Dirección: José Luis Cuerda Intérpretes : Maribel Verdú, Javier Cámara, Raúl Arévalo, Roger Príncep, Irene Escolar, Martín Rivas y José Ángel Egido Nacionalidad: España. 2008 Duración: 98 minutos.

Una imagen arquetípica, la virgen con el niño, ubicada en la zona nuclear de un retablo y a cuyos pies se agazapa el sagrario deviene en metonimia de lo que aquí se encierra: una madre, su hijo, y por debajo, la palabra fundante de quien fue asesinado. Con ella se abre y se despide la última película del cineasta que en otro tiempo alumbrase dos joyitas tan delirantes y corrosivas como Amanece que no es poco y Así en el cielo como en la tierra . Ahora, de aquel humor nada sabe este drama rehecho con material de la novela homónima de Alberto Méndez. El fracaso económico de las dos películas citadas y el éxito de público de La lengua de las mariposas han disuelto al Cuerda irreverente y paródico para dejar a un Cuerda melodramático y solemne. En ambos casos se percibe la misma (des)creencia, pero aquellas películas nacieron en las tripas, éstas, al lado del corazón, junto al bolsillo de la cartera.
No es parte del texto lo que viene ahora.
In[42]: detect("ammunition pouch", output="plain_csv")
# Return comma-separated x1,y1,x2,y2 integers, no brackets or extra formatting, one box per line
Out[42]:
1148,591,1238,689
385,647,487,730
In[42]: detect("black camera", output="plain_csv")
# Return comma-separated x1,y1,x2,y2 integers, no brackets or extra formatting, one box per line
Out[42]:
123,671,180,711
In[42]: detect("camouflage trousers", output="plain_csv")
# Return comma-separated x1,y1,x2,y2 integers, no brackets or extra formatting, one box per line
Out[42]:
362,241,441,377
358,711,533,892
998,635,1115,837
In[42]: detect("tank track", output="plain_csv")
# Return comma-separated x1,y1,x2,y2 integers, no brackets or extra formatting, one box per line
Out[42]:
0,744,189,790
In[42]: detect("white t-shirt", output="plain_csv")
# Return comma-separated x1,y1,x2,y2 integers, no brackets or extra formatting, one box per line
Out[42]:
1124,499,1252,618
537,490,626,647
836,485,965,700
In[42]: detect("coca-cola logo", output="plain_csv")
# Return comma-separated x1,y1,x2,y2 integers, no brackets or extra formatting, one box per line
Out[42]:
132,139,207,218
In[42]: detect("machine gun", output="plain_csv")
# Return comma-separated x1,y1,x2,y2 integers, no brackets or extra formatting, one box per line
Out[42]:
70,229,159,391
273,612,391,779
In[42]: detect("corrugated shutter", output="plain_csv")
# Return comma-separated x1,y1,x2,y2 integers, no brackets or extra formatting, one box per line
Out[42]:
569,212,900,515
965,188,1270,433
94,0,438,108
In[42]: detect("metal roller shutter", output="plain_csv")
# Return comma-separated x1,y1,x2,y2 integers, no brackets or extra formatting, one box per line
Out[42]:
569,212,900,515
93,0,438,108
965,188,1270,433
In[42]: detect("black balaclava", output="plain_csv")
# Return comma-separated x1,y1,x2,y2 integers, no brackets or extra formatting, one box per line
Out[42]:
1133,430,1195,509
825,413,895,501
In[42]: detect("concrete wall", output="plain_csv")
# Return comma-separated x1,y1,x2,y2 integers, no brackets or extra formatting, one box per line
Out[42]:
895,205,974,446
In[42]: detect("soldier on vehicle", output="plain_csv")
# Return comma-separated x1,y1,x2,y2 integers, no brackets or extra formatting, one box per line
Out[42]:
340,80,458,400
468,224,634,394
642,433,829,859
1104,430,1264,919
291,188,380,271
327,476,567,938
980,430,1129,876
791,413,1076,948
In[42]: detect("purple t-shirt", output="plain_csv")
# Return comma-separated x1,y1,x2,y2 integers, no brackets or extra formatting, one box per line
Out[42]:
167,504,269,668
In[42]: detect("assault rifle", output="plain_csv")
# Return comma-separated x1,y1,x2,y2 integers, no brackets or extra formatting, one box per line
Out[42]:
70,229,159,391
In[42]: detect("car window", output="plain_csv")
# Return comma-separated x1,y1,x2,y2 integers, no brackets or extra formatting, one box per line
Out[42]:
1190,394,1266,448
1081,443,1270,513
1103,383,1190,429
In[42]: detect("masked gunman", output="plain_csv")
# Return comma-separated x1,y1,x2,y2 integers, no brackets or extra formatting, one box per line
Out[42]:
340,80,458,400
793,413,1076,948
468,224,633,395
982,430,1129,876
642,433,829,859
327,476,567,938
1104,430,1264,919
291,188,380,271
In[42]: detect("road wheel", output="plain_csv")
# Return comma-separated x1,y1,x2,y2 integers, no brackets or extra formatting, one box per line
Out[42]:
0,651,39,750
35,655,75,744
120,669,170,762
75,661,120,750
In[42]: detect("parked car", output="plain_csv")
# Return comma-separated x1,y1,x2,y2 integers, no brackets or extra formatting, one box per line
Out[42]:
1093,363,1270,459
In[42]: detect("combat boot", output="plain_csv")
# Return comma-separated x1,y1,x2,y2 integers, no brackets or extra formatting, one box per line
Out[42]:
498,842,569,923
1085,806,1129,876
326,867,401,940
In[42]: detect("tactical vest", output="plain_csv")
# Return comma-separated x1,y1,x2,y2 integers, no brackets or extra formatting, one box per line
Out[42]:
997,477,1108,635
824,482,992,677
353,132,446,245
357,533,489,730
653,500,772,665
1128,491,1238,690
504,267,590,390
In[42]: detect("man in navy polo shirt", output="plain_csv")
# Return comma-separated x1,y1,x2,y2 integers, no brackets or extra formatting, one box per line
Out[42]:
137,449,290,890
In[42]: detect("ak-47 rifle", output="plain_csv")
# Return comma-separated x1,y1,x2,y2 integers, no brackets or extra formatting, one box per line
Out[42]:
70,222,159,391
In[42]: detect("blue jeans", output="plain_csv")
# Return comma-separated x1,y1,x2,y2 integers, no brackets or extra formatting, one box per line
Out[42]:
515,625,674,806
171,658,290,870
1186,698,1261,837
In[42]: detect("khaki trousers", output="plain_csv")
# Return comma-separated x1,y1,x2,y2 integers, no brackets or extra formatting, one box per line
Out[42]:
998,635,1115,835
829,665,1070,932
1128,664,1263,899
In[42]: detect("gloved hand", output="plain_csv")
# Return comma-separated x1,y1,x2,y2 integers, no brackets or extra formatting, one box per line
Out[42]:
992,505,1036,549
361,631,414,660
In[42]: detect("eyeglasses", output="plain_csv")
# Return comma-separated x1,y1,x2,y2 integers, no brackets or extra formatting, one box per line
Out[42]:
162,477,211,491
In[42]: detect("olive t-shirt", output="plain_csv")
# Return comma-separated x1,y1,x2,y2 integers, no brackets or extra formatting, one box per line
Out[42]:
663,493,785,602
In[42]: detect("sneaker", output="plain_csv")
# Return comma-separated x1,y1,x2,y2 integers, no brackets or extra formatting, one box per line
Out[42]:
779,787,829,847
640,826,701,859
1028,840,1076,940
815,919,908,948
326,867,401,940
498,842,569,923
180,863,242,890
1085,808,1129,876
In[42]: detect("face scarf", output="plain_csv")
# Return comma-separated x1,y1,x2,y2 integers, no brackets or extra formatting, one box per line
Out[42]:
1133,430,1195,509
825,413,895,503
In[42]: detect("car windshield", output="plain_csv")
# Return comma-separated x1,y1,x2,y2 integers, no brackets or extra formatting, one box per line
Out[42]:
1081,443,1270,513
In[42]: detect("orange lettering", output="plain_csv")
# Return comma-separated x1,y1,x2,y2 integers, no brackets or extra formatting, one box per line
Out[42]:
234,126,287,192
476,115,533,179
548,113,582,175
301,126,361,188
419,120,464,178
Los girasoles ciegos tocan ese tiempo tangencial a la Guerra Civil donde el cine español repara sus silencios. Otra cosa es la guerra, cuya complejidad desanima a los productores y desarma a quienes como Aranda pretendieron resolver una cuestión que el cine español hasta ahora no ha sabido. No es cierto que se hayan hecho muchas películas sobre la Guerra Civil. De hecho, apenas hay buenas y ninguna ha sido memorable.

En este filme, que en otro tiempo hubiera participado en el festival de San Sebastián e incluso no se hubiera ido sin premio -¡las cosas cambian!-, Cuerda se sirve de la brillante prosa de Alberto Méndez para, con la complicidad de Rafael Azcona, levantar la sotana de un diácono retorcido de pistola en ristre y libido en alto. Sus personajes, las historias tristes se parecen demasiado, se esculpieron en la posguerra del miedo y repican con olor a sacristía rancia y tañido crepuscular que mostraron autores como Unamuno y Ramón J. Sender. Esta añeja sensación se ve reforzada por la puesta en escena de Cuerda; un toque rancio de impostada encarnación y tics televisivos. Cuerda no es un retratista sino un caricato y aquí frena su impulso, controla el gesto y no puede evitar que se le escape la esencia de este estremecedor relato que opta por la pedagogía en lugar de por el desgarro.